No entanto, embora sejamos herdeiros dessa época, hoje dificilmente seria possível surgiu um outro da Vinci. Não porque "não se fazem mais gênios como antigamente", mas pelo fato de que as ciências se especializaram tanto que, nos dias atuais, temos que decidir se queremos ser ou arquiteto ou filósofo ou qualquer outra coisas. E, mesmo para aquele que já se decidiu pela filosofia, por exemplo, haverá de posteriormente ter que decidir entre a filosofia moderna, medieval, clássica, etc.

Claro, todos podem filosofar, utilizar a matemática e ainda ter como hobby pintar quadros. No entanto, para fazer algo novo, isto é, deixar sua contribuição para alguma das áreas do conhecimento humano, exige uma especialização.

Assim, embora existe beleza na proposta renascentista do homem integral cujo desenvolvimento estaria ancorado no equilíbrio entre mente, corpo e espeírito, o fato é que as escolhas profissiionais que temos que fazer hoje em dia frequentemente implia na exclusão de outra área do conhecimento.

Sim, há exceções e eu conheço, inclusive, alguns casos interessantes de pssoas que procuram conciliar duas diferentes áreas do conhecimento. Mas, embora esse seja frequentemtente o caminho para as inovações, esses casos que conheço normalmente estão mais ligados à uma busca romântica por um ideal cuja busca implica em grandes sacrifícios pessoais.

E por falar em romantismo, deixe-me entrar logo no tema que proponho discutir aqui: a música "Todas elas juntas num só ser", de Lenine. Conforme já havia dito anteriormente, ela é uma genial enciclopéida cantada das musas da MPB: de A a Z, como diz um trecho dela.

Escolher é uma qualidade e uma necessidade humana. Pasamos o dia todo tendo que fazê-las, e mesmo quando nos recusamos a fazê-las já estamos, assim, fazendo a escolha de nos adeqüarmos ao que foi estabelecido. Escolher, não raro, implica num sofrimento porque uma escolha imlica em abrir mão de todas as outras possibilidades.

Mas nem toda escolha é uma dor, ao menos em determinado momento do processo. Uma velha canção chamada "As Três Cuiabanas" narra a história de certo homem que, numa viagem a trabalho, viu-se enamorado de três lingas irmãs. Quem dera se todas nossas escolhas fossem assim, não?

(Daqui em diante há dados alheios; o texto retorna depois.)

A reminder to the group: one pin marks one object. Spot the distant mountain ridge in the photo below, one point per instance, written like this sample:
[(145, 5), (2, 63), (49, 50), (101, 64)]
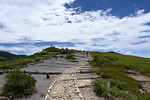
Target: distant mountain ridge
[(6, 56)]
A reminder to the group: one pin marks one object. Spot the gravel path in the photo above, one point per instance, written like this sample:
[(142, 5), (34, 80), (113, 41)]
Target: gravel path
[(66, 90)]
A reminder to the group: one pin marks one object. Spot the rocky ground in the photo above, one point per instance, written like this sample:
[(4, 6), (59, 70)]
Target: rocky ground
[(142, 78), (64, 88)]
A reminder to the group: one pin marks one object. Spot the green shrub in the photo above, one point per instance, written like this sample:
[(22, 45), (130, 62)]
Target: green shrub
[(42, 94), (19, 84), (111, 67), (70, 56)]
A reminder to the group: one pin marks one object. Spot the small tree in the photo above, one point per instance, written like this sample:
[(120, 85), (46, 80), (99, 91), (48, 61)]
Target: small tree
[(19, 84)]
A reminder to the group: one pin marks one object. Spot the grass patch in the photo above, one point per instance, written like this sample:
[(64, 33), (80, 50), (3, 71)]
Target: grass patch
[(32, 59), (111, 66), (19, 84), (42, 94)]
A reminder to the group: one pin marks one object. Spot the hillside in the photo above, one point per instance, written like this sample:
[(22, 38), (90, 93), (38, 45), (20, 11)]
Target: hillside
[(119, 76), (6, 56), (123, 76)]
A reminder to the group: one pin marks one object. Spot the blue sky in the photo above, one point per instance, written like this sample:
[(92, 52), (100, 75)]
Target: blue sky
[(122, 26)]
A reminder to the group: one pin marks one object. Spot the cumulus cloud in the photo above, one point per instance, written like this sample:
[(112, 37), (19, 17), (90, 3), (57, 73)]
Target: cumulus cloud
[(50, 20)]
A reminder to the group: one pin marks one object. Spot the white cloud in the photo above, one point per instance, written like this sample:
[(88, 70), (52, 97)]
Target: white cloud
[(49, 20)]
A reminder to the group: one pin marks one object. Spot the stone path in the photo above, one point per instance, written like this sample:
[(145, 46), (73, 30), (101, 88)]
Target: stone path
[(67, 90)]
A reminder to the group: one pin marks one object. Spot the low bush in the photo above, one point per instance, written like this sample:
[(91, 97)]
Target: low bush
[(19, 84), (70, 56), (111, 67)]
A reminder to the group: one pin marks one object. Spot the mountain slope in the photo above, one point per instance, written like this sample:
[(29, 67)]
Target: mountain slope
[(6, 56)]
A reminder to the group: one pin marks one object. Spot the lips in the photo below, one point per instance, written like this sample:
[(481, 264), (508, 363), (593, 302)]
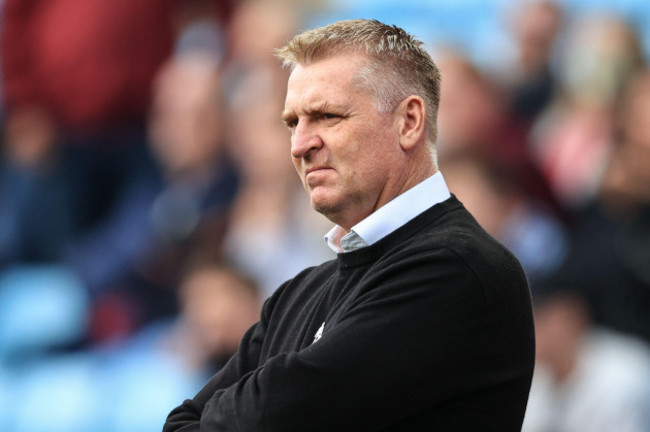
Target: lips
[(313, 169)]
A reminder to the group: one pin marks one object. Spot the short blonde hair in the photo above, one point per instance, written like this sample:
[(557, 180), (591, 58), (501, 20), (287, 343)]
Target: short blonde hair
[(398, 65)]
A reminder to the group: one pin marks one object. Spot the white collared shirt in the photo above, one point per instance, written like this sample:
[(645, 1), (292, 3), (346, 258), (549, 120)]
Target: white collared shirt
[(390, 216)]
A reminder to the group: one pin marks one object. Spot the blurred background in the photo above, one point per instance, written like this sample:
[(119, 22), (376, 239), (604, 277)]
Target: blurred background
[(148, 204)]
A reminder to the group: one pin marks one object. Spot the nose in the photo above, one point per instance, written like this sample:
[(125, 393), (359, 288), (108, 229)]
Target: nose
[(304, 139)]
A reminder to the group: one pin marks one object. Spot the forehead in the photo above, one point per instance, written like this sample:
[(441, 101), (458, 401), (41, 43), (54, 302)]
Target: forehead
[(327, 79)]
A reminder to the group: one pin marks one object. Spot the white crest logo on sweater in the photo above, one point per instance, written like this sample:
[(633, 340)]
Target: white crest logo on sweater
[(319, 333)]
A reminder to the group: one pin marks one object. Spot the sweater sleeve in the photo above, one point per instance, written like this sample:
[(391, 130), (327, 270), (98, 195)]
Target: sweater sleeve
[(419, 331)]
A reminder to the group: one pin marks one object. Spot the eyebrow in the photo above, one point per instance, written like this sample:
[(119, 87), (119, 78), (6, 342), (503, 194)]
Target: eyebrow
[(323, 107)]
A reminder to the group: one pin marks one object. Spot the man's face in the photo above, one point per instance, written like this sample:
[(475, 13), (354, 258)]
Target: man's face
[(346, 152)]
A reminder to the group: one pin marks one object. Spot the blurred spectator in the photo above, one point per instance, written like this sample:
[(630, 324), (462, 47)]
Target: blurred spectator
[(270, 236), (140, 249), (218, 305), (573, 141), (463, 129), (532, 82), (76, 82), (610, 247), (586, 378), (498, 194)]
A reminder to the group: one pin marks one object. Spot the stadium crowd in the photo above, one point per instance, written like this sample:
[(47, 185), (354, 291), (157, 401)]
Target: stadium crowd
[(148, 204)]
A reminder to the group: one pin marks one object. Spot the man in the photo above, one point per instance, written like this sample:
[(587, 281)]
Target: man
[(423, 322)]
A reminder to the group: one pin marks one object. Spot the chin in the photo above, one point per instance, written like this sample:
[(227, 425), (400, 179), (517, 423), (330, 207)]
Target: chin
[(324, 205)]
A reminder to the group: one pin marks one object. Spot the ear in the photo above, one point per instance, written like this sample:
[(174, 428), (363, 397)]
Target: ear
[(411, 122)]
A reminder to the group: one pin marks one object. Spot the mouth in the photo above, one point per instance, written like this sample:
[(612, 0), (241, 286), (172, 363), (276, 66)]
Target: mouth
[(315, 169)]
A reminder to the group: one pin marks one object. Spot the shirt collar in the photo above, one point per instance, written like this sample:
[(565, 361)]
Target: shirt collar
[(390, 216)]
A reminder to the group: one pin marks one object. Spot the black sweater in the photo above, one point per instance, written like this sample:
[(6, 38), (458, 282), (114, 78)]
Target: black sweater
[(430, 329)]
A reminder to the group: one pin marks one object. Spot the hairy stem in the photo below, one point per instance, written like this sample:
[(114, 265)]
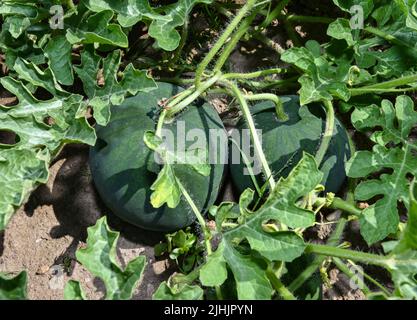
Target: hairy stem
[(308, 272), (199, 216), (255, 138), (307, 19), (367, 258), (173, 110), (347, 271), (243, 28), (386, 36), (328, 133), (253, 75), (222, 40), (339, 204), (279, 107), (274, 14)]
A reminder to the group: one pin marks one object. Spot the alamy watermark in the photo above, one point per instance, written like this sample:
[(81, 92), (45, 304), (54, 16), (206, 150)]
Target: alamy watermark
[(197, 146)]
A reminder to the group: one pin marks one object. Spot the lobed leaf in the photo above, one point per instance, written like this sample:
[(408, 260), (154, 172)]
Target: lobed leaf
[(99, 257), (394, 150), (249, 269)]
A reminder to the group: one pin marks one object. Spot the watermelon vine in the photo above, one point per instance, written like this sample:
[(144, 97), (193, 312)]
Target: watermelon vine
[(116, 75)]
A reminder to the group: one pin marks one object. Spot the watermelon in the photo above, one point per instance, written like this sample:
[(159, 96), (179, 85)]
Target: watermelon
[(124, 169), (285, 141)]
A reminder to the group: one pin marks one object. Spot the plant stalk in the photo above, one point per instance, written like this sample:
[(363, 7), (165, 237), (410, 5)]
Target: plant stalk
[(222, 40), (255, 138)]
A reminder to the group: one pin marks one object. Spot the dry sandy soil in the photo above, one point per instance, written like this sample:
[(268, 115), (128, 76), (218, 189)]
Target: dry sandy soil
[(44, 234)]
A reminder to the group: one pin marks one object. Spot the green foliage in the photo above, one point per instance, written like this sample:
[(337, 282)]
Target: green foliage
[(249, 269), (99, 257), (184, 247), (13, 288), (96, 69)]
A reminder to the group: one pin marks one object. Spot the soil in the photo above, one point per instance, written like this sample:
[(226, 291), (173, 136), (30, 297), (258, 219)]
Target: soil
[(44, 234)]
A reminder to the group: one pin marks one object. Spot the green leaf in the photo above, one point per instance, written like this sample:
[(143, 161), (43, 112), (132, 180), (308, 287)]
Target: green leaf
[(321, 79), (16, 25), (27, 119), (35, 76), (21, 171), (13, 288), (162, 26), (249, 269), (99, 257), (58, 50), (182, 292), (74, 291), (282, 203), (340, 29), (394, 150), (113, 91)]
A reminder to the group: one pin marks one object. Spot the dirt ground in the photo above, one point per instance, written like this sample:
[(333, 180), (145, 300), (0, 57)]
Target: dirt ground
[(44, 234)]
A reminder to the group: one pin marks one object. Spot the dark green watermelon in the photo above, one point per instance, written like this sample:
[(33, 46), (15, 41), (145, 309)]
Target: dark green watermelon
[(285, 142), (124, 169)]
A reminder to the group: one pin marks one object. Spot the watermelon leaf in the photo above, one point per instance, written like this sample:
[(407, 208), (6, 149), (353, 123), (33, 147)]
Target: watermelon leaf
[(382, 217), (99, 257), (249, 269)]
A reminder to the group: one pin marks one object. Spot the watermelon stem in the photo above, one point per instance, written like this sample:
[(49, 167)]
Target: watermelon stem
[(255, 138), (206, 230), (279, 107), (221, 41), (253, 75), (281, 289), (328, 133), (172, 109)]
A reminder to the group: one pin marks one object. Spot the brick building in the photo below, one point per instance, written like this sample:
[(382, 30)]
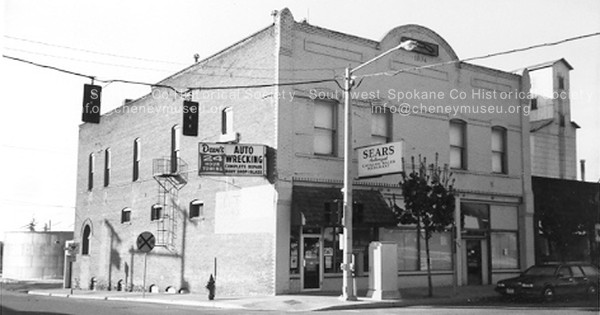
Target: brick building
[(266, 235)]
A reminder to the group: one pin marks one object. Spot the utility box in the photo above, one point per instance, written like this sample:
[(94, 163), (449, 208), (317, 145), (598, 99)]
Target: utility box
[(383, 271)]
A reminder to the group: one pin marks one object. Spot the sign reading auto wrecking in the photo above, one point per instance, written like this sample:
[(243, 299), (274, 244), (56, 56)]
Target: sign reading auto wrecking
[(380, 160), (232, 159)]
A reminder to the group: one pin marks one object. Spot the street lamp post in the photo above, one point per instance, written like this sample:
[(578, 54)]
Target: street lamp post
[(348, 293)]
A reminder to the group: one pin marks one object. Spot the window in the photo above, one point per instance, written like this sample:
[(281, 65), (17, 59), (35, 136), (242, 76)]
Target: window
[(534, 103), (156, 212), (458, 150), (107, 165), (505, 251), (227, 121), (380, 126), (126, 215), (196, 209), (561, 82), (408, 248), (137, 155), (85, 240), (91, 171), (175, 147), (332, 254), (325, 128), (499, 150)]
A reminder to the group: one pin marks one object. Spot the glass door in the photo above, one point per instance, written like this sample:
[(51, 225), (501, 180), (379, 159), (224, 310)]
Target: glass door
[(311, 252)]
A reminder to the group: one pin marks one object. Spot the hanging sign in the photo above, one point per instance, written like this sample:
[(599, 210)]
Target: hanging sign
[(232, 159), (382, 159)]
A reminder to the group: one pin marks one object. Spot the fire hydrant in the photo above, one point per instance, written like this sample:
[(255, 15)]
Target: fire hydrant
[(211, 288)]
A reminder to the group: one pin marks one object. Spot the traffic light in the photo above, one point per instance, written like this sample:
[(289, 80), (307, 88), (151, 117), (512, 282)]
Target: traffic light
[(91, 103), (334, 213), (190, 118)]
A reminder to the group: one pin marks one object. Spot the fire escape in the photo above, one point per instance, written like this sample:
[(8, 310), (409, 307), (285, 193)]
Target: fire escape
[(171, 175)]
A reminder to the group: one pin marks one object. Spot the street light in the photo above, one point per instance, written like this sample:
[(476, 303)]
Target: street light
[(348, 293)]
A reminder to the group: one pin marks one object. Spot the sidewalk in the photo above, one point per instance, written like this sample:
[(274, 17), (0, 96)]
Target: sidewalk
[(291, 303)]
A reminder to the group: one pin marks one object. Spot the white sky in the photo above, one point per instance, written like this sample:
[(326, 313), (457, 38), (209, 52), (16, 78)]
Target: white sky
[(41, 109)]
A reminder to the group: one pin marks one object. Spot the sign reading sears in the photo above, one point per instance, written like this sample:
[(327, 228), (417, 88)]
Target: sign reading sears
[(232, 159), (380, 159)]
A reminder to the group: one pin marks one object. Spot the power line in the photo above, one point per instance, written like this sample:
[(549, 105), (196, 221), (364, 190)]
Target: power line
[(87, 61), (506, 52), (92, 51)]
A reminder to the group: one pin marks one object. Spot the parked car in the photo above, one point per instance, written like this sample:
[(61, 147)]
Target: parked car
[(550, 280)]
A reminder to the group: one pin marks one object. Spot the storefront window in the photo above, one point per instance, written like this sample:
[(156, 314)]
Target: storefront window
[(505, 254), (408, 258), (295, 250)]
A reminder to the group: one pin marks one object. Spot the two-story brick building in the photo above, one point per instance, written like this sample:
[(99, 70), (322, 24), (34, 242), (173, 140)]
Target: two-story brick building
[(266, 234)]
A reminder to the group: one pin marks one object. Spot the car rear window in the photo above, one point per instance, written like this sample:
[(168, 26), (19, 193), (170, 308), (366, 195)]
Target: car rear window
[(540, 271), (590, 270)]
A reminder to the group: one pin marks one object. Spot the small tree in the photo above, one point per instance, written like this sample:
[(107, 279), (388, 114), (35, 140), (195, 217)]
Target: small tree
[(429, 202)]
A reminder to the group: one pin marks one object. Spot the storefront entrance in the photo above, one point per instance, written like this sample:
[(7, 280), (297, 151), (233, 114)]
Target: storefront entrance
[(312, 270), (475, 270)]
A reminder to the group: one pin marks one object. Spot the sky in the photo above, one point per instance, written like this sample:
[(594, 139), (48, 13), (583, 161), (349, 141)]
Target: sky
[(41, 108)]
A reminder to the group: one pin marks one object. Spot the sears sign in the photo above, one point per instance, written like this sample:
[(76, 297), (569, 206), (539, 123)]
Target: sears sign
[(380, 160)]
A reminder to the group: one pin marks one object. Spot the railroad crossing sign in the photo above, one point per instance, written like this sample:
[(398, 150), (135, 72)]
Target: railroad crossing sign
[(146, 242)]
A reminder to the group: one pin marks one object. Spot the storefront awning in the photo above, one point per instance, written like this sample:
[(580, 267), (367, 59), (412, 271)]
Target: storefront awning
[(308, 206)]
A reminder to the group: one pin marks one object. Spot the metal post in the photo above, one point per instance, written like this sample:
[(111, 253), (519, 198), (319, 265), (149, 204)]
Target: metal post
[(144, 280), (347, 293)]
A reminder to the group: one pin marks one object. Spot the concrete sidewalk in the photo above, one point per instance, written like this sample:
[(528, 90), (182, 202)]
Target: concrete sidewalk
[(288, 303)]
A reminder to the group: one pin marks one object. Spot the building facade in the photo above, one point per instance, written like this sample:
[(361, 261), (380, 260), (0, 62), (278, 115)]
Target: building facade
[(266, 234)]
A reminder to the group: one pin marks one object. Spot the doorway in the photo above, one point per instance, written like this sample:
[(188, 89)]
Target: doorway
[(475, 258), (311, 256)]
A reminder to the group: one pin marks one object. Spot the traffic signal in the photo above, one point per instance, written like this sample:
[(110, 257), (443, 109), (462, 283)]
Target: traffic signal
[(91, 103), (190, 118), (334, 213)]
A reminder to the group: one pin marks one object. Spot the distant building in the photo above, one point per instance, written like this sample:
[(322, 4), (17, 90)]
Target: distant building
[(34, 255), (264, 232)]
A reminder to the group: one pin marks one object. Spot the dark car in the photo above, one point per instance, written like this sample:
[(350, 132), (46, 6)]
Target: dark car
[(550, 280)]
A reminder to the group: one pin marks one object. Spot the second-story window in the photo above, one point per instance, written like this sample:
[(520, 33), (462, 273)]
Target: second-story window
[(107, 166), (137, 156), (325, 128), (156, 212), (175, 147), (227, 121), (380, 126), (91, 171), (458, 148), (499, 150)]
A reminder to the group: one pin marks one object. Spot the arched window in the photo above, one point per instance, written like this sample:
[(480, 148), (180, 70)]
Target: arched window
[(175, 146), (499, 164), (91, 171), (156, 212), (458, 144), (137, 156), (126, 215), (85, 240), (196, 208)]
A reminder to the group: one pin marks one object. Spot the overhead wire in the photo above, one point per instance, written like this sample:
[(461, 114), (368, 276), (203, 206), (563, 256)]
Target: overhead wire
[(506, 52)]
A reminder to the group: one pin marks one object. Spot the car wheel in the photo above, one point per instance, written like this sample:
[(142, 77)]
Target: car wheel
[(548, 294)]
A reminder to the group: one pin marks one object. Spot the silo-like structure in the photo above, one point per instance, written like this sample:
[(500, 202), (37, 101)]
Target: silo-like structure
[(34, 255)]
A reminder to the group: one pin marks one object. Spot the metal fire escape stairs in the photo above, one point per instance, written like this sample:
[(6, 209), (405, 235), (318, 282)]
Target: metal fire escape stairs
[(171, 175)]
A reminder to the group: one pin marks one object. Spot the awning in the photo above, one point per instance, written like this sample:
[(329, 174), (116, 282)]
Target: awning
[(308, 206)]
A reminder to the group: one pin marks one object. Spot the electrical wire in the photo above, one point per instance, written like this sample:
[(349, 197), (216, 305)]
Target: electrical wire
[(506, 52), (91, 51)]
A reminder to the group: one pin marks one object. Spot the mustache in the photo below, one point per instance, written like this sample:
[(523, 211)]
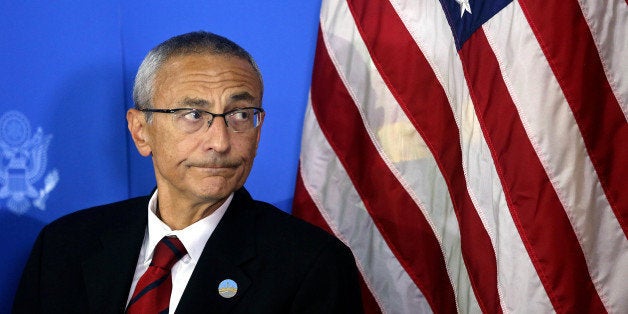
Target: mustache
[(215, 162)]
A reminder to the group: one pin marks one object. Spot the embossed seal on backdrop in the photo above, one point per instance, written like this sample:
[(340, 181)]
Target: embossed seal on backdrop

Contudo, chega um momento em que temos que decidir: se vamos ficar com todas as musas ou se vamos, enfim, começar a nos relacionar e a conhecer uma delas abrindo, assim, mão de fazer isso com as outras.

E se digo "todas" é porque a música de Lenine fala de musas e não do seu equivalente masculino. Assim, a julgar pela MPB, as musas e a difícil decisão de escolher uma dentre várias beldades parece ser um dilema propriamente masculino. Ou não?...

Não posso, obviamente, falar pelas mulheres. Mas, as vezes tenho a impressão que o sofrimento que elas tem, no seu processo de escolha de alguém parece-me ser mais be fundamentado que os homens que sempre são levados pela ilusão daquilo que vêem. Um texto do livro bíblico que tenho me lembrando sempre que medito nas canções de Lenine, diz algo nesse sentido:

"(...)
Os olhos nunca se saciam de ver,
nem os ouvidor de ouvir".
[Eclesiastes 1:8]

Assim, sob essa premissa, que também faz eco com outro provérbio que diz que "enganosa é a graça e vã a formosura" (Provérbios 31:30), parece-me que aquilo que vemos numa mulher ou ouvimos dela não devem ser os únicos critérios para nossas escolhas amorosas. Claro, servirá muito bem enquanto quisermos tê-las como musas inspiradoras, e aí poderemos "amar" a todas com a mesma intensidade. Mas, se quisermos ir além e escolher uma que seja "todas elas juntas num só ser", então o trabalho será maior.